In this spirit, this study considers peer crowds as informative but imperfect prototypes. It investigates associations between crowd prototypes and youths’ self-reported characteristics using both video and survey data from a longitudinal sample of U.S. youths who attended high school in the mid- to late-2000s. We compared classifications of likely crowd membership made by same-birth-cohort strangers who viewed short videos of adolescents at age 15 to the adolescents’ self-reported traits, behaviors, and activities from the same time point. In doing so, this study addresses methodological gaps that have hindered efforts to understand important social psychological processes during the transition into high school. This study also offers insights into the link between perceptions and reality and the social psychological shortcuts that can, on the one hand, make youths’ lives easier and, on the other hand, pigeonhole others into categories different from their true selves.

BACKGROUND

Identifying Socioculturally Relevant Peer Crowd Prototypes

During the transition into high school, adolescents tend to sort large sets of unknown peers into consensually recognized categories in order to organize and navigate this new social setting. Among the categories that adolescents use to sort their peers are peer crowd prototypes. Some crowd prototypes are stable across space and time, whereas others ebb and flow, yet all are shaped by contemporary cultural contexts such as broad national trends, popular media representations, and local experiences. These contexts shape which crowd prototypes are called to mind as well as which stereotypes regarding their members’ outward appearances, activities, behaviors, and beliefs are invoked (Crabbe et al. 2019). Adolescents enter high school with knowledge of these socioculturally relevant crowd prototypes and their accompanying stereotypes, which they then apply to new interpersonal interactions.

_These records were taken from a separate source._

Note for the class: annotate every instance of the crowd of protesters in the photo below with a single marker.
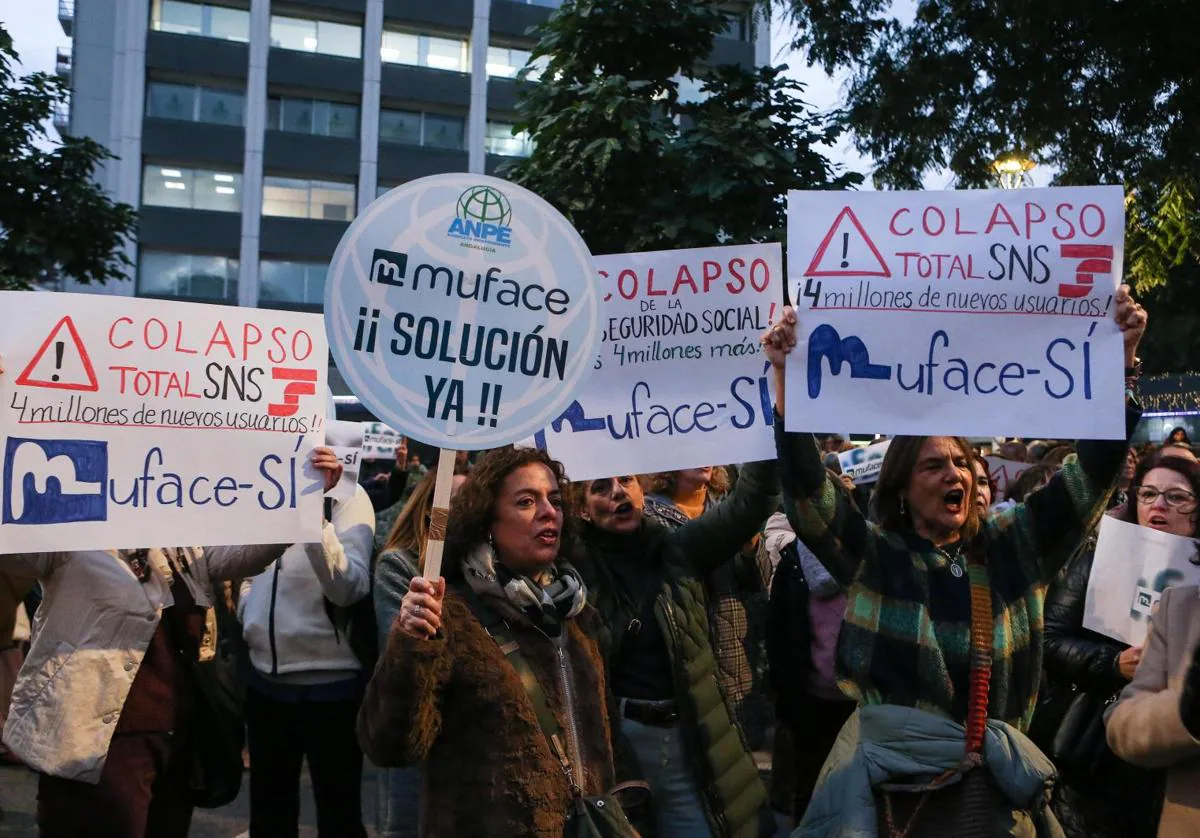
(907, 653)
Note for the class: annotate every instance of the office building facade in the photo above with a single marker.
(250, 132)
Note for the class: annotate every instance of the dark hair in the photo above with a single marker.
(1182, 466)
(473, 507)
(1029, 480)
(898, 467)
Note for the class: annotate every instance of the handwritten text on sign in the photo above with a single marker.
(972, 312)
(681, 378)
(132, 423)
(462, 310)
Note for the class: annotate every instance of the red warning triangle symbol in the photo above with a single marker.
(66, 369)
(853, 252)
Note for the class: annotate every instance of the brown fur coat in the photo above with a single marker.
(456, 704)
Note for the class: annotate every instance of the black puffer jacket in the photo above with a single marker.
(1074, 654)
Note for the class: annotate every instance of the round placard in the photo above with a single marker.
(463, 311)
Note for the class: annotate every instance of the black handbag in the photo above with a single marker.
(607, 815)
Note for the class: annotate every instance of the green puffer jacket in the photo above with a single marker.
(729, 779)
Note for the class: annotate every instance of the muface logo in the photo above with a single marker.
(483, 216)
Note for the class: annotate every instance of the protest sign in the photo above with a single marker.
(963, 312)
(462, 310)
(1132, 568)
(132, 423)
(346, 440)
(863, 465)
(379, 442)
(1002, 473)
(681, 378)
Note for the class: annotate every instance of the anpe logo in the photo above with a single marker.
(483, 215)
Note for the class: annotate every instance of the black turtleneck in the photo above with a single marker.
(641, 666)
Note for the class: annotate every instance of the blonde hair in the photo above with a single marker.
(412, 525)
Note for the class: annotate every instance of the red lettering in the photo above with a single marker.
(279, 342)
(179, 337)
(621, 283)
(994, 221)
(1030, 220)
(112, 330)
(924, 221)
(1071, 227)
(892, 225)
(766, 275)
(220, 337)
(1083, 220)
(958, 225)
(246, 342)
(295, 343)
(162, 327)
(684, 277)
(649, 285)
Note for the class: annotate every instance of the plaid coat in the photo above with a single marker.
(906, 638)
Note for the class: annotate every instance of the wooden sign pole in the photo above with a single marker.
(439, 516)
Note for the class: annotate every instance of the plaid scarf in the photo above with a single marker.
(906, 638)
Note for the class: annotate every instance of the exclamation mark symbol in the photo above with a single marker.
(496, 403)
(483, 403)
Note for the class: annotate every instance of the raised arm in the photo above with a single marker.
(819, 507)
(1145, 726)
(718, 536)
(342, 558)
(401, 713)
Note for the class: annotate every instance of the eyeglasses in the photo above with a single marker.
(1179, 500)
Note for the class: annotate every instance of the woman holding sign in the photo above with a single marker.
(942, 639)
(467, 656)
(649, 585)
(1099, 795)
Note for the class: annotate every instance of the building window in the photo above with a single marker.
(499, 139)
(425, 51)
(508, 61)
(207, 277)
(316, 117)
(301, 198)
(195, 103)
(316, 36)
(199, 18)
(413, 127)
(292, 281)
(191, 189)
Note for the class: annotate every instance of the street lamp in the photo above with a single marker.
(1012, 169)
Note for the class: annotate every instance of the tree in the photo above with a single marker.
(636, 167)
(54, 219)
(1103, 91)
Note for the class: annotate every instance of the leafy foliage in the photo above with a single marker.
(53, 216)
(636, 168)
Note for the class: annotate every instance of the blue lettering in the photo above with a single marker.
(826, 342)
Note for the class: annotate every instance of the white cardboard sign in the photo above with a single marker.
(132, 423)
(463, 310)
(1132, 568)
(973, 312)
(863, 465)
(346, 440)
(681, 379)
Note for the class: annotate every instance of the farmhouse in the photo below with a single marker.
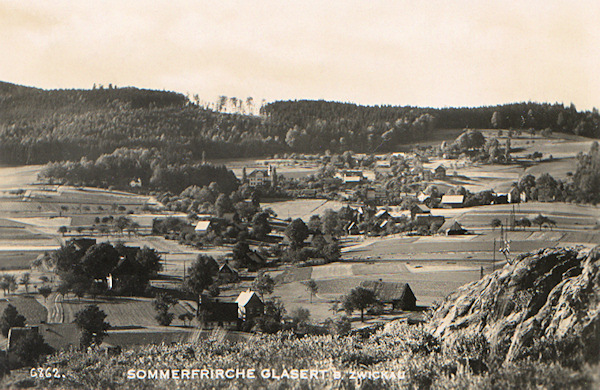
(419, 209)
(452, 228)
(422, 197)
(226, 274)
(428, 220)
(439, 172)
(249, 305)
(260, 177)
(453, 201)
(351, 177)
(220, 315)
(202, 227)
(352, 229)
(398, 295)
(83, 244)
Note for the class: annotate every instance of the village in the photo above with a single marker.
(308, 244)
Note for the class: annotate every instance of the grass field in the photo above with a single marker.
(28, 306)
(302, 208)
(430, 283)
(121, 312)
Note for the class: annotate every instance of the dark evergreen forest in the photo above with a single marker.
(39, 126)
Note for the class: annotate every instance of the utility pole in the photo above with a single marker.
(494, 256)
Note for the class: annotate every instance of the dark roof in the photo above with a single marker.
(256, 257)
(220, 312)
(226, 269)
(255, 172)
(83, 244)
(389, 291)
(452, 226)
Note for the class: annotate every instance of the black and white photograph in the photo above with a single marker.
(299, 194)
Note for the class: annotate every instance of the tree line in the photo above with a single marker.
(38, 126)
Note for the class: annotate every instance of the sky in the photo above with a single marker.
(421, 53)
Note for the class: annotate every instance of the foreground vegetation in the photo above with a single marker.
(447, 351)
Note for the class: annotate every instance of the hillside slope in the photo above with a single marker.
(548, 297)
(531, 325)
(38, 126)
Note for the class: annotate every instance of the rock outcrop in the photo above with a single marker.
(551, 295)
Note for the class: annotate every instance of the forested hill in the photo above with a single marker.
(38, 126)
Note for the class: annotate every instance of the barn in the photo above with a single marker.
(398, 295)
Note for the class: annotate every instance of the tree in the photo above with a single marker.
(186, 317)
(340, 326)
(359, 298)
(270, 321)
(93, 327)
(200, 275)
(240, 252)
(3, 285)
(30, 348)
(99, 260)
(300, 317)
(540, 220)
(11, 283)
(162, 303)
(496, 120)
(331, 223)
(11, 318)
(149, 261)
(312, 288)
(264, 284)
(45, 291)
(296, 232)
(25, 278)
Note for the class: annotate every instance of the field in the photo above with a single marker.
(122, 312)
(302, 208)
(433, 266)
(430, 283)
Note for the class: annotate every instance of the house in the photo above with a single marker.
(136, 183)
(202, 227)
(226, 274)
(418, 209)
(351, 177)
(439, 172)
(352, 229)
(398, 295)
(216, 314)
(422, 197)
(260, 177)
(453, 201)
(428, 220)
(399, 215)
(83, 244)
(500, 198)
(376, 193)
(382, 214)
(451, 228)
(249, 305)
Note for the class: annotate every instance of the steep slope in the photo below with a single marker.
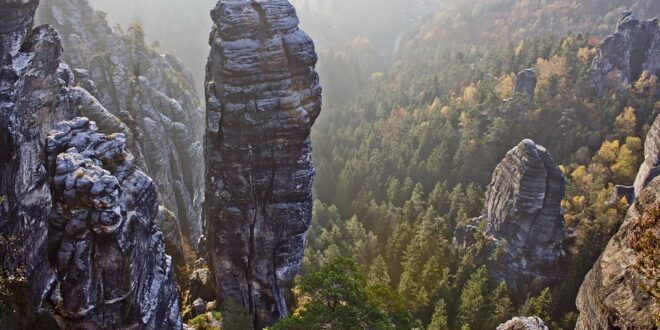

Researchers have used multiple strategies for investigating crowd prototypes. One strategy relies on using popular culture representations of crowds (Barber et al. 2001), but this ultimately limits prototypes to sensationalized crowds in popular media. Another strategy uses crowd landscapes as described by students who attend a small number of specific schools (Milner 2006), yet this method overgeneralizes unique crowds found in individual schools. These cautions suggest we need a more representative list of crowds and their associated stereotypes generated by adolescents across a variety of schools and geographies (Moran et al. 2017). The Data and Methods section describes how we generated such a list for this study.

Matching Peers to Crowds Based on Visible Cues

Adolescents classify peers into crowds through a cognitive process (typically quick and unconscious) that matches what they know about their peers to what they know about the socioculturally relevant crowd prototypes at that moment in time (Payne, Bettman, and Johnson 1992). Especially when adolescents sort previously unknown classmates in large high schools, classifications may be based solely on visible cues (e.g., dress) rather than on characteristics that are not so easily discernable at first glance (Quadfleig and Macrae 2011). For example, an adolescent sorting an unknown peer into the Fine Arts crowd may not know the peer’s actual arts involvement and thus the classification would depend on visible cues.

Associating Characteristics with Each Peer Crowd

Visible cues may signal additional, nonvisible characteristics of the peer being classified (Macrae and Quadflieg 2010). Indeed, once adolescents are categorized as belonging to a crowd, stereotypes associated with that crowd prototype are applied to the classified youths. In other words, if an individual visibly resembles a crowd prototype, that individual may also be thought to conform to the prototype in other stereotypical ways (Gelman 2004). Thus, classifying a peer into a crowd based on the peer’s visible characteristics provides adolescents with additional information about the person’s possible activities, behaviors, and beliefs without ever having interacted with them.

Classifications based on crowd prototypes may be most effective for facilitating social interactions if the snap judgments they inform reflect the true characteristics of the peers in question. In reality, however, adolescents may not conform to the stereotypes of their perceived crowd. As a result, these classifications may be unhelpful, or worse counter-productive, as adolescents map out their new school relationships.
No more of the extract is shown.